42 · Synthesizes the two major sermon movements — long-term cultural work (Sabbath, corporate prayer, stillness training) and immediate gospel appropriation (believing God's character produces prayer now)
I've brought two points today essentially. And that is, there's this long-term goal. We really ought to— I'm always kind of like the long-term nerd. I'm like, we really ought to do something about this long-term trajectory that I see where we're not really bending our culture to create more prayerfulness, right? We need to do something about that. I'm throwing that in your laps. Go home and take care of that, please. But I'm also giving you something you don't need to do anything about. And that is The gospel is the primary informing power of our prayers. So when we see these people at peak prayer level throughout the book of Acts, let's not forget how they got there. They got there in part because their culture was a lot more prayer-friendly, but let's be clear, they got there because they smelled the blood on the cross. And they saw an empty tomb, and it finally registered to them that God exists, that they are sinners, that the only thing we have is the free gift of grace offered through Jesus, and that through that gift we can be made children of God. And they just started acting like children. And that you can do. I know because I've seen it. The gospel is pointing us in a very clear direction. God wants to be the Father of many millions, and he wants to be the giver of every need and gift I ever receive.
43 · Closing prayer rehearses the sermon's argument — God's unlimited character, immediate accessibility through gospel faith, long-term cultural work required, request for power against prayerlessness
Let me pray. God, Father God, Giver of all good things. You are boundless and unlimited in righteousness, in holiness, and love. You are the Creator of all good things. And when we place our faith in Jesus Christ as a sacrifice for our sins, when we place our faith in that first promise, then, Lord, we can approach you all the time together as a church, as individuals.
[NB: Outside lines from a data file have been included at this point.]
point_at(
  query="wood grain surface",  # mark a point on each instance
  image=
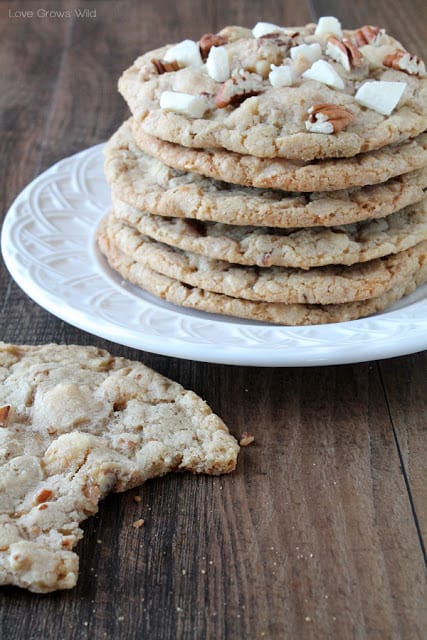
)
(318, 534)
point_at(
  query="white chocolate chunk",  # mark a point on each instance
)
(217, 64)
(337, 54)
(381, 96)
(310, 52)
(282, 76)
(328, 26)
(324, 72)
(183, 103)
(187, 53)
(263, 28)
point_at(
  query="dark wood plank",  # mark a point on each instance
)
(314, 536)
(405, 387)
(404, 20)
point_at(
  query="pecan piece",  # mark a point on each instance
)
(403, 61)
(208, 41)
(345, 52)
(366, 35)
(239, 87)
(161, 66)
(43, 496)
(328, 118)
(4, 413)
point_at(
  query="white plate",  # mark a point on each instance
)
(48, 246)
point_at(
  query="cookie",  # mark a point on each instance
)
(148, 184)
(299, 248)
(366, 169)
(77, 423)
(300, 93)
(183, 295)
(323, 285)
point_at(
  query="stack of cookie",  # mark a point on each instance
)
(277, 174)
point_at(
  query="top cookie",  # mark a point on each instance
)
(292, 92)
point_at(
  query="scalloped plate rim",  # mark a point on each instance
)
(328, 353)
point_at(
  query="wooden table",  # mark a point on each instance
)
(319, 532)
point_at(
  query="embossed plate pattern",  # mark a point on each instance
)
(48, 246)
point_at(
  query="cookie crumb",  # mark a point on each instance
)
(138, 523)
(246, 438)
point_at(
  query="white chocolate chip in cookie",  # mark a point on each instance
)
(282, 76)
(311, 52)
(217, 64)
(328, 26)
(184, 103)
(186, 53)
(381, 96)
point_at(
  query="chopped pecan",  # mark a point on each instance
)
(239, 87)
(161, 66)
(328, 118)
(345, 52)
(4, 413)
(246, 439)
(403, 61)
(366, 35)
(208, 41)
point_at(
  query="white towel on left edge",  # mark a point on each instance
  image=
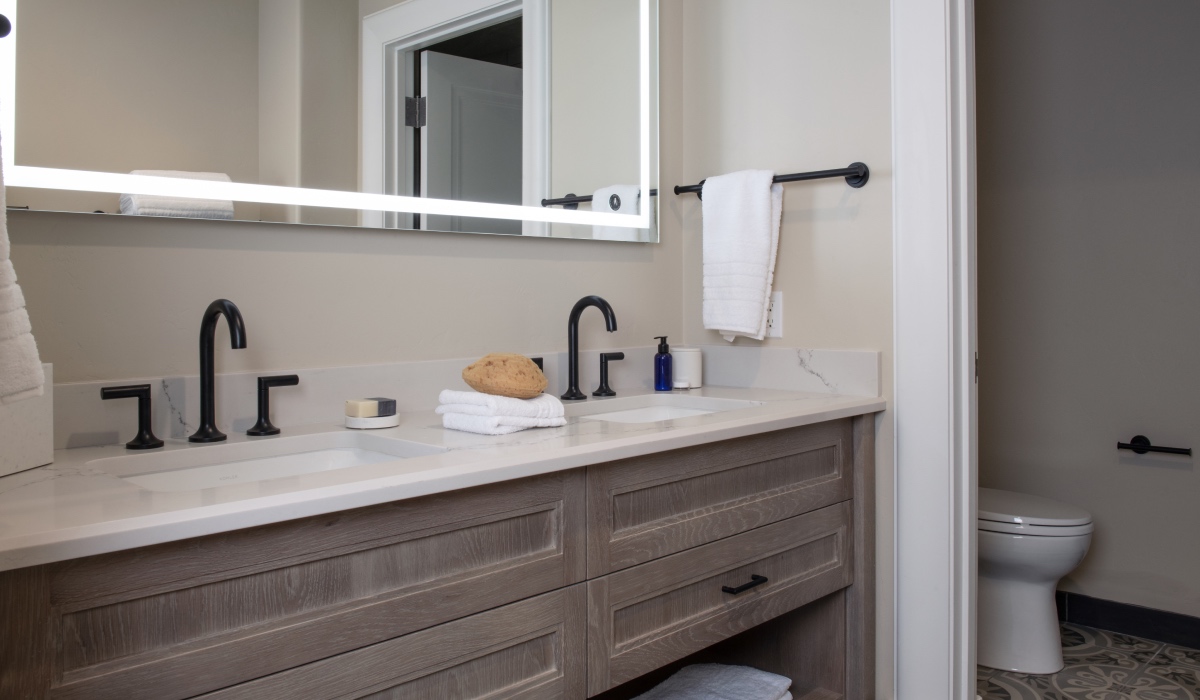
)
(603, 202)
(180, 207)
(742, 213)
(21, 368)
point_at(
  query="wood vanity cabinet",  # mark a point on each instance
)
(564, 585)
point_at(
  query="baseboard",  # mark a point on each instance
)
(1133, 620)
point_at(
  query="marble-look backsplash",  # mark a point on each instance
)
(82, 419)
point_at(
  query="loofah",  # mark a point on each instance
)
(505, 375)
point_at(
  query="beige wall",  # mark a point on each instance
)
(1089, 174)
(135, 84)
(117, 85)
(594, 113)
(771, 84)
(115, 297)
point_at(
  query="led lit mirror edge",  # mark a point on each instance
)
(121, 183)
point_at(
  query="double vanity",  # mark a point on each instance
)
(653, 530)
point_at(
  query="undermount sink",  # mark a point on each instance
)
(653, 407)
(223, 465)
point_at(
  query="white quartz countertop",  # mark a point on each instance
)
(72, 508)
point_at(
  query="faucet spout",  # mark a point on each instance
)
(208, 430)
(573, 342)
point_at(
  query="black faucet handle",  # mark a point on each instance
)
(605, 358)
(265, 384)
(145, 437)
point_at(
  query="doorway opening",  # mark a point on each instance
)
(465, 114)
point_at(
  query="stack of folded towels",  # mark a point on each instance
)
(721, 682)
(508, 398)
(181, 207)
(489, 414)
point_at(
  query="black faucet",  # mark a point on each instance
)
(573, 342)
(605, 389)
(208, 430)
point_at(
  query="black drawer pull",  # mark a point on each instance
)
(755, 580)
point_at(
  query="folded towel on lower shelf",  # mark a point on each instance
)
(179, 207)
(477, 404)
(487, 414)
(720, 682)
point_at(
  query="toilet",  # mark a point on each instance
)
(1026, 544)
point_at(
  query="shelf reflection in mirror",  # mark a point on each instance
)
(337, 112)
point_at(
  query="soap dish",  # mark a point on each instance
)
(372, 423)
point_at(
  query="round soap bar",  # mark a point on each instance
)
(505, 375)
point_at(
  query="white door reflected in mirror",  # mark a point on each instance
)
(301, 105)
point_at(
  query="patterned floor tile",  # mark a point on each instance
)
(1103, 665)
(1185, 677)
(1185, 657)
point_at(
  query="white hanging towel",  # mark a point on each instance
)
(720, 682)
(21, 369)
(181, 207)
(742, 213)
(617, 199)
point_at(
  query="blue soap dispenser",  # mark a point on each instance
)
(663, 374)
We can approach you, we should approach you all the time and glorify you with our neediness, glorify you with our weakness, glorify you with our deep dependence on you. Or we do have some long-term work to do to begin to bend this counter-culture that is the church in a direction that is more deliberate in honoring prayer. But Lord, we don't have any work to do to earn your favor. Lord, in Christ we have your favor. Prayer is the claiming and believing and the pressing into your promises, the first of which is when we call upon the name of the Lord, we will be saved. And when we place our faith in you, you will by no means cast us out. So Lord, I pray that you would give us gospel faith that overflows into prayerfulness. God, don't let us be like that airplane graveyard, just a bunch of sad, rusting potential. Bring power into our lives, bring power into our church, Lord. Allow us to be people at prayer. God, I praise your name that you're already doing that in our midst, and I pray that you continue to do that much more. So that you would fan that gift that you've placed in this church into a flame, that we would be a people of prayer. Thank you, Lord, for your word. I pray, God, that you would bless us as we partake of your Lord's table. In Jesus' name we pray, amen.